Employees watching the hour-long meeting online and in person at the company’s Houston headquarters on Thursday morning also learned later that day that layoffs would begin as early as November 10.
Lance said he had prioritized recent acquisitions over controlling costs.
“The cost and the whole competitiveness of the company probably took a backseat to those initiatives and those things we were doing for very real reasons, important reasons for the company,” Lance said in a recording of the town hall heard by Reuters.
“I fault myself for not paying attention and keeping the other things sort of centered and important,” added Lance, who has been in the top job for 13 years.
“I have to pay more attention to it,” Lance said, referring to the sustainable structure and health of the company.
Conoco bought smaller peer Marathon Oil last year for $22.5 billion. In 2021, it bought Concho Resources for $9.7 billion, and also acquired Permian assets from oil major Shell for $9.5 billion. The energy industry has gone through the largest consolidation in a generation in the past two years.
“We probably backslid a little bit in the cost effort… maybe we should have been smarter about how we did it,” Lance told employees in the town hall.
Though many expected job cuts after the company flagged the need to cut costs, the scope of the reduction surprised the industry, said Ed Hirs, an energy fellow at the University of Houston.
“It is like Lance took his hands off the steering wheel,” said a Conoco source, who attended Thursday’s town hall meeting.
The source, who declined to be named because they were not authorized to speak on the record, said that while they appreciated the honesty from Lance, they also felt he avoided answering certain questions.
“Lance was just dancing around the questions and not answering directly. Things did not feel any more transparent or clear after the town hall,” the source added.
An employee asked how people would be laid off fairly and with dignity during Thursday’s town hall. The atmosphere was one of disappointment and frustration, the source said.
“There is a lot of weight in this decision, and it is what we need to do for the company’s long-term growth and success. Our executive leadership team and I take this seriously, and I don’t underestimate the impact that it has on people, on families and on the workforce that we have within our company,” Lance said on Friday in a statement to Reuters.
While management changes are expected to be announced mid-September, there will be no changes or cuts to the executive leadership team, a source familiar with the matter said, adding that the company’s executive leadership team shrank by two to seven this year due to retirements.
TOUGH JOB MARKET
The job cuts at Conoco are the latest hit to a major oil and gas company, an industry facing rising costs and lower prices as OPEC+ brings more production online in a bid to regain market share.

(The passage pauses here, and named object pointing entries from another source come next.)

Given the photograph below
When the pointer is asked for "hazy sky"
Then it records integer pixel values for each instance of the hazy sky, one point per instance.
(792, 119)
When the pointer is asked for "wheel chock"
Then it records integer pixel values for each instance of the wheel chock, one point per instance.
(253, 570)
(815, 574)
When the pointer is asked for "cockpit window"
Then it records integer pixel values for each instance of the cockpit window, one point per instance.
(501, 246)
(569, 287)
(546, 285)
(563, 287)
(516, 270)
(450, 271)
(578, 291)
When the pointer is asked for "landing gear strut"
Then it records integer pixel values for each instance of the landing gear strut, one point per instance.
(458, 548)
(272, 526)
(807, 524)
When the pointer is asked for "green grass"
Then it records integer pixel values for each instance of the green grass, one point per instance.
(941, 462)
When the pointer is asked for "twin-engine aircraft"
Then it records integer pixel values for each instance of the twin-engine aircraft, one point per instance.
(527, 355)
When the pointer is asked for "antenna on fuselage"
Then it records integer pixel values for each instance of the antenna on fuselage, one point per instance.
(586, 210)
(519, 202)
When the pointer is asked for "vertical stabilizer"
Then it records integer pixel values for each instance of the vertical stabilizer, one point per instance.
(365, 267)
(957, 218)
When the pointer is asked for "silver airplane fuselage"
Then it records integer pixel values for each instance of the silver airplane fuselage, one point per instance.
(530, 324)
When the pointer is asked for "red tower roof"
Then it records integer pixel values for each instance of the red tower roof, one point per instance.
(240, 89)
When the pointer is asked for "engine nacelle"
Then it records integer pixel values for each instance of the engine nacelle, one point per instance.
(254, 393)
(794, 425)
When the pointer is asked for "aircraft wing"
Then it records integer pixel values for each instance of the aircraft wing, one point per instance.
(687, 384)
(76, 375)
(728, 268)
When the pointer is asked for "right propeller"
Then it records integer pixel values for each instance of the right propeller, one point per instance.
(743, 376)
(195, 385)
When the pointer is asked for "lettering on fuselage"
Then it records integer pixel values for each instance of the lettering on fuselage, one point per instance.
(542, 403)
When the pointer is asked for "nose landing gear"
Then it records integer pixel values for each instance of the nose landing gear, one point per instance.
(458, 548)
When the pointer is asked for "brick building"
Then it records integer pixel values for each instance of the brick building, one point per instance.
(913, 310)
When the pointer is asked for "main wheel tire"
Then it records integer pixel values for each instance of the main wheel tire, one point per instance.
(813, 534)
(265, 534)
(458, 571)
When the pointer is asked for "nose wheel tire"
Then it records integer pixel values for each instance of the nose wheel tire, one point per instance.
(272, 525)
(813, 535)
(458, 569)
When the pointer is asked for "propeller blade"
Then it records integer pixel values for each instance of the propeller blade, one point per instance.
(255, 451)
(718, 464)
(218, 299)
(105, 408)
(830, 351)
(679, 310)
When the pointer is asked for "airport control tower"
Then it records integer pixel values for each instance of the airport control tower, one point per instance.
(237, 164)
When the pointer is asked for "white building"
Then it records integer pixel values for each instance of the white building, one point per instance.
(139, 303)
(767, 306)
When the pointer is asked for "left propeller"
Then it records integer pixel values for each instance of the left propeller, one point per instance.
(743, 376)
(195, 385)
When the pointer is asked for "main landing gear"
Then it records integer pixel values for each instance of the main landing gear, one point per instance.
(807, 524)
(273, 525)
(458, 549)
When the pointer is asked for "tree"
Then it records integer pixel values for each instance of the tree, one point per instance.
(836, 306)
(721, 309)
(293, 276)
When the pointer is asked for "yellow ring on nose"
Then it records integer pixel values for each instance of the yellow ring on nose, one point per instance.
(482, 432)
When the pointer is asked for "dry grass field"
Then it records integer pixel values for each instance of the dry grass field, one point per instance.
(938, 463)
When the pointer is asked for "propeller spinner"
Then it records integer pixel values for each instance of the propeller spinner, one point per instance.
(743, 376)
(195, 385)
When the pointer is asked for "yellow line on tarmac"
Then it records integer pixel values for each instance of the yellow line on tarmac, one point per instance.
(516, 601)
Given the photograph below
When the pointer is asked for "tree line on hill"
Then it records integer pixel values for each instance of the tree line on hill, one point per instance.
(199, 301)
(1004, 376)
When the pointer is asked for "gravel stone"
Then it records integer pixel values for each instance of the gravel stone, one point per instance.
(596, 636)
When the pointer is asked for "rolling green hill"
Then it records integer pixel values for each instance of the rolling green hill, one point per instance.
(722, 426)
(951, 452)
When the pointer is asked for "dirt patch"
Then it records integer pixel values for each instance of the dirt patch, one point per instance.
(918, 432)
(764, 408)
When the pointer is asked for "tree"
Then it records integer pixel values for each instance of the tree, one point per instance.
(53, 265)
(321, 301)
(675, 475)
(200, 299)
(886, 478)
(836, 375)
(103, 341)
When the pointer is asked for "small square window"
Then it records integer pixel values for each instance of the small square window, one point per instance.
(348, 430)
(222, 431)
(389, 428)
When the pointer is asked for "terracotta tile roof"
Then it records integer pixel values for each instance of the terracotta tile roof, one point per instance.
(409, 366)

Workforce reductions undermine U.S. President Donald Trump’s promise to increase U.S. oil and gas production and its clout in global markets.
Conoco’s controllable costs have risen by about $2 per barrel from 2021 to 2024, to $13, making it harder for the company to compete, Lance said in Wednesday’s video message.
“That has been our problem. Unit cost is rising faster than our production and our revenue, which is eating into our margin, and obviously you can’t let that go on forever,” Lance said during Thursday’s town hall.
Conoco has targeted about $1 billion in cost savings related to its acquisition of Marathon Oil last year, and the company has also said it wants to save another $1 billion by the end of 2026 from layoffs and other cost-cutting measures targeting lease operations, transportation and processing.
In April, two sources told Reuters that Conoco had hired management consulting firm Boston Consulting Group to advise on the restructuring and layoff program, referred to internally as “Competitive Edge.”
“Everybody just scrambled and started looking for something else after that, because we were unsure what the outcome would be and who would get let go because there are a lot of positions within the facilities that do not need to be there,” said a second source, who left ConocoPhillips last month.